Stack: Python, FastAPI, ChromaDB (vectors), Sentence Transformers for bilingual embeddings, OpenAI and Anthropic models (evaluated both; domain dictates choice), Next.js frontend, PostgreSQL for session state.

Constraints: Single-developer project, zero tolerance for confident hallucination, bilingual retrieval requirement, and real users with real stakes.

Decisions & Tradeoffs

  • Hybrid retrieval over pure dense. Dense alone missed citation-heavy queries where exact paragraph numbers matter. Hybrid is more code but dramatically better eval numbers.
  • Boring production stack. No LangChain orchestration soup. FastAPI + a few well-understood components. Easier to debug at 3am when something breaks.
  • Refusal over hedging. Prompt forces "I don't know" when retrieval fails, rather than letting the model produce a plausible-sounding guess. Users lose a little convenience, gain a lot of trust.
  • Eval harness before frontend polish.

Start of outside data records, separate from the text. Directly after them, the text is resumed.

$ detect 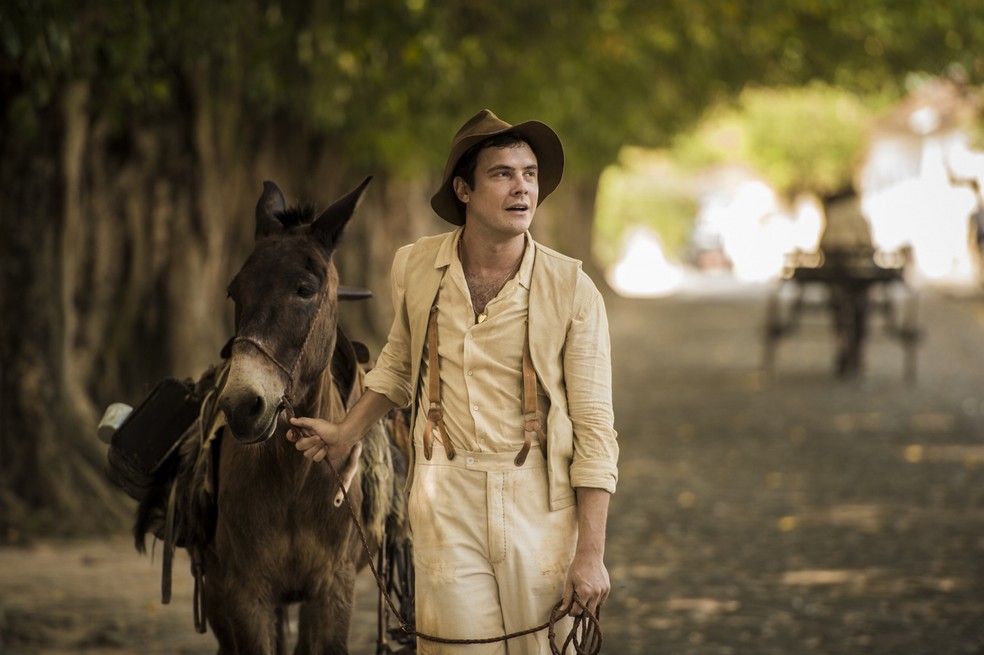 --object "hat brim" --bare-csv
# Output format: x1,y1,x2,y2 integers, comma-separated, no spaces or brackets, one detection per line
431,121,564,225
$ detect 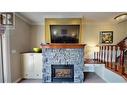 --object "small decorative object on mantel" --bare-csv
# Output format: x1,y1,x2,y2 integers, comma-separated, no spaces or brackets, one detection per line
100,31,113,44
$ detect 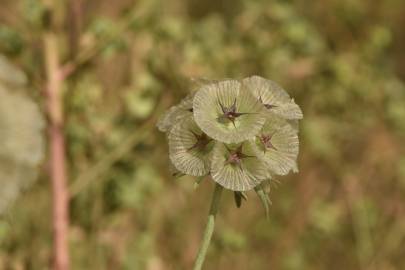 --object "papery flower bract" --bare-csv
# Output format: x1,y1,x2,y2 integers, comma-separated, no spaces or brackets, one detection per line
254,115,299,175
156,92,195,132
169,116,215,176
211,142,269,191
193,80,265,143
242,76,303,119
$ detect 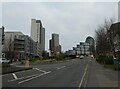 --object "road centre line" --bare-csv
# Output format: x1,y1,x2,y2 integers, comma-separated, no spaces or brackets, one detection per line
8,74,39,82
0,69,32,77
56,66,66,70
12,73,18,79
8,68,50,82
18,71,51,84
33,68,46,73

Built the harness before investing in UI. Reversed order would mean shipping a product I can't measure.

What I'd Do Differently

Start the eval harness on day one. I built retrieval and generation first and retrofitted the harness. I should have started with the golden questions — they shape every downstream decision.

More aggressive negative examples. The harness has "expected correct answers" but initially was light on "expected refusals." Adding explicit no-source questions caught several over-confidence bugs.

Invest earlier in a legal review loop. Every production answer should ideally be reviewable by someone who reads German law for a living. This is still a gap — a structured feedback channel with a lawyer is the next milestone.

The deeper lesson: reliability engineering doesn't stop at the platform. Evaluation harnesses, failure-mode analysis, explicit refusal patterns — these are the same disciplines I've applied to distributed systems for 15 years, now applied to LLMs. The substrate is new; the rigor isn't.